Clinton Grusd ’12MBA and Salman Syed ’12MBA were classmates and golf buddies at the Yale School of Management when they decided to go into business together. Their idea: Dolphin Golf, a device that would use GPS technology to "automatically track the location of the golfer’s ball and statistics of the golfer’s game," thereby providing "in-game advice and postgame analysis."
The idea won support from the Yale Entrepreneurial Institute's summer fellowship program two years ago. Grusd, an Ironman triathlon competitor (but a 24-handicap golfer) believed the device "would revolutionize the game of golf" by making it easy for statistic-obsessed athletes to crunch their numbers and improve their performance.

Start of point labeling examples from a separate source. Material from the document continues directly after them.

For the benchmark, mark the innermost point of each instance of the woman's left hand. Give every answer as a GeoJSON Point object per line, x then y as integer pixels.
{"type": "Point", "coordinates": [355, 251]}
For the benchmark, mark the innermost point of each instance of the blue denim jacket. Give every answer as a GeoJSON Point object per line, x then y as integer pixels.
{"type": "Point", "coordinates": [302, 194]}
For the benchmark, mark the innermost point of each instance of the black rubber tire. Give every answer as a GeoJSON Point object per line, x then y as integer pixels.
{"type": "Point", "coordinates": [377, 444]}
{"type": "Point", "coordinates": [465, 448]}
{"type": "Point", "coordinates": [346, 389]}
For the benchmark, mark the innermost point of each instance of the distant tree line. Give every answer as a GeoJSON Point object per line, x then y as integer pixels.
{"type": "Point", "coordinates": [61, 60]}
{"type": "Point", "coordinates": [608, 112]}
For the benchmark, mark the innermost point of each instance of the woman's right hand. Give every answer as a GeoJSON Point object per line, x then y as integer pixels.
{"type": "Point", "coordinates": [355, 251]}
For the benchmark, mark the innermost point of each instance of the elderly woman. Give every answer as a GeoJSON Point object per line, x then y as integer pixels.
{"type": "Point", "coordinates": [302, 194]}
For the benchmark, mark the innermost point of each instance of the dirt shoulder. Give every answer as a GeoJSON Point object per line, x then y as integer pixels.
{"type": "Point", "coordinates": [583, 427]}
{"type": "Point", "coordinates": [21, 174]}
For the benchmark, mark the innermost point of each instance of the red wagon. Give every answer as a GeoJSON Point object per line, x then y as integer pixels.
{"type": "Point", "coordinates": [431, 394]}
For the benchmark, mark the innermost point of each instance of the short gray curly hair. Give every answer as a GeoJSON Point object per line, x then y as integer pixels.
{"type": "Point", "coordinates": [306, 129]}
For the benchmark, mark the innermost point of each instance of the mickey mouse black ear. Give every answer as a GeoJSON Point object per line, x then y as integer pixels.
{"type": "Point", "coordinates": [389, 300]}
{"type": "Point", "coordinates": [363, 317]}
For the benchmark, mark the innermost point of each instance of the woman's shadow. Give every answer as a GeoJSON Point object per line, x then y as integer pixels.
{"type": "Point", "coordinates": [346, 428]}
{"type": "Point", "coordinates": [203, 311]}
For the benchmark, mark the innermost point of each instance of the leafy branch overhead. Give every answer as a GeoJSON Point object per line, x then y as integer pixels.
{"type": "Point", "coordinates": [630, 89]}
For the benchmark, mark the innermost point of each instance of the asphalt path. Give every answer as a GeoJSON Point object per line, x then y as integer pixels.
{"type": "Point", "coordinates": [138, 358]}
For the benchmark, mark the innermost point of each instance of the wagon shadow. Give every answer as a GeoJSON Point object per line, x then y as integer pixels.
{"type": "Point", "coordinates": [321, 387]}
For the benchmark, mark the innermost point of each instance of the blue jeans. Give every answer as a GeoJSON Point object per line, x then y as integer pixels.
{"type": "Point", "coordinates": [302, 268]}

So says Grusd in a lawsuit accusing Syed of stealing the idea and starting a rival company. The suit, filed last week in New York State, contends that Syed told Grusd last year that he needed to leave Dolphin Golf for a paying job, then secretly teamed up with others—including two YEI-connected investors—to form Golfkick LLC, "a business that is identical to Dolphin Golf."
The suit accuses Syed, Golfkick, and other defendants—who include Elon Boms ’07MBA, a member of YEI's operating board and cofounder of a private equity firm, LaunchCapital; and Victoria Elenowitz, a founding member of the YEI Advisory Council and an angel investor—of breach of contract, misappropriation, and fraud.
The defendants have not yet filed a response. Grusd's suit cites a September 11 letter in which they reportedly said that "Grusd and Syed were not really partners, that Grusd did not really come up with the idea . . . and that Golfkick is different" from Dolphin Golf.
Grusd asks for a 50 percent share in Golfkick LLC.